Gesetzestext

 

Die Partei kann auf einen Zeugen, den sie vorgeschlagen hat, verzichten; der Gegner kann aber verlangen, dass der erschienene Zeuge vernommen und, wenn die Vernehmung bereits begonnen hat, dass sie fortgesetzt werde.

A. Zweck der Norm.

 

Rn 1

§ 399 ist Ausfluss der Parteiautonomie im Zivilprozess. Die Partei entscheidet über den von ihr zu liefernden Sachvortrag und über die Beweismittel, mit denen sie strittige Tatsachen nachweisen will. Handelt es sich bei dem Beweismittel um einen Zeugen, so kann sie auf diesen – auch ohne eine Begründung dafür anzugeben – verzichten. Hs 2 dient demgegenüber dem Schutz des Prozessgegners (Musielak/Huber § 399 Rz 1), der sich von der unmittelbar bevorstehenden oder bereits begonnenen Vernehmung des Zeugen Vorteile verspricht.

B. Beweisführer.

 

Rn 2

Beweisführer (Vorschlagender iSd § 399) ist diejenige Partei, die den Zeugen gem § 373 benannt hat.

C. Verzicht.

I. Form.

 

Rn 3

Der Verzicht als Prozesshandlung unterliegt zwar – unter den Voraussetzungen des § 78 – dem Anwaltszwang, kann aber gleichwohl sowohl ausdrücklich als auch konkludent (BGH NJW 94, 329, 330) erklärt werden, zB wenn der Beweisführer sich gegen eine unberechtigte Zeugnisverweigerung oder gegen ein befugtes (Brandbg 16.1.08 – 4 U 145/06, Rz 62) oder unbefugtes Ausbleiben des Zeugen nicht wehrt (§ 386 Rn 4, § 387 Rn 3) oder wenn die Partei rügelos hinnimmt, dass das Gericht sichtlich die Beweisaufnahme schließt, obwohl die Partei ihrer Auffassung nach noch nicht vernommene Zeugen angeboten hat (BGH NJW-RR 97, 342 [BGH 19.11.1996 - X ZR 75/96]; NJW-RR 87, 1403, 1404 [BGH 14.07.1987 - IX ZR 13/87]; 10.11.11 – IX ZR 27/11, Rz 6), wenn also das Gericht, das ggf nachfragen muss gem § 139 (Zö/Greger § 399 Rz 2), seine Aufklärungspflicht – für die Partei erkennbar – als erschöpft ansieht (BGH NJW 94, 329, 330; Dresd 4.9.18 – 4 U 427/18 Rz 16; Musielak/Huber § 399 Rz 2).
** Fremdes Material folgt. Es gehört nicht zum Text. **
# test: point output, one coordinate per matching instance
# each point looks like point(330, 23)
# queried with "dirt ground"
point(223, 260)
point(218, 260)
Für einen Zeugen den geforderten Vorschuss (§ 379) nicht einzuzahlen, ist nicht mit einem Verzicht auf den Zeugen gleichzusetzen (BGH NJW 17, 2288 [BGH 31.05.2017 - VIII ZR 69/16] Rz 21; aA KG MDR 18, 361 [KG Berlin 16.11.2017 - 22 U 24/17]).

II. Zeitpunkt.

 

Rn 4

Der Verzicht kann schon vor der Ladung oder vor dem Erscheinen des Zeugen erklärt werden mit der Folge, dass der Zeuge nicht zu laden oder wieder abzuladen oder noch vor der Vernehmung wieder zu entlassen ist. § 399 Hs 2 zeigt aber, dass auch noch während der Vernehmung des Zeugen der Beweisführer auf ihn verzichten kann mit der grds Folge, dass die Vernehmung zu beenden ist; die bisher geleistete Teil-Aussage darf nicht verwertet werden (Musielak/Huber § 399 Rz 3), sofern nicht der Verfahrensmangel, der in der Verwertung einer Aussage entgegen § 399 liegt, dadurch gem § 295 geheilt wird, dass der Beweisführer der Verwertung nicht widerspricht (Zö/Greger § 399 Rz 1). Nach Abschluss der Vernehmung ist der Verzicht des Beweisführers in jedem Fall irrelevant.

D. § 399 Hs 2.

 

Rn 5

Der Gegner kann im Fall des Verzichts die Vernehmung des bereits erschienen Zeugen oder, wenn der Beweisführer während der Vernehmung auf den Zeugen verzichtet, die Fortsetzung der Vernehmung verlangen. Hierdurch wird er nunmehr selbst Beweisführer (Zö/Greger § 399 Rz 3) und damit in dem Fall, dass der Zeuge sich auf ein Zeugnisverweigerungsrecht beruft, Partei des Zwischenstreitverfahrens gem § 387 (§ 387 Rn 5).

E. Erneuter Beweisantritt.

 

Rn 6

Ein Zeuge, auf den die Partei einmal verzichtet hat, kann von ihr grds erneut als Beweismittel benannt werden. Die Vernehmung steht – mangels früherer Vernehmung – nicht im Ermessen des Prozessgerichts gem § 398 I. Eine Zurückweisung des erneuten Zeugenangebots kommt aber nach den Verspätungsregeln (§§ 282, 296) in Betracht (BAG NJW 1974, 1349, 1350; Musielak/Huber § 399 Rz 3 aE; Zö/Greger § 399 Rz 3). Wird auf einen Zeugen in 1. Instanz verzichtet, dieser aber in 2. Instanz erneut benannt, so stellt dies ein neues Angriffs- oder Verteidigungsmittel iSd § 531 II dar (BGH NJW 17, 2288 [BGH 31.05.2017 - VIII ZR 69/16] Rz 19).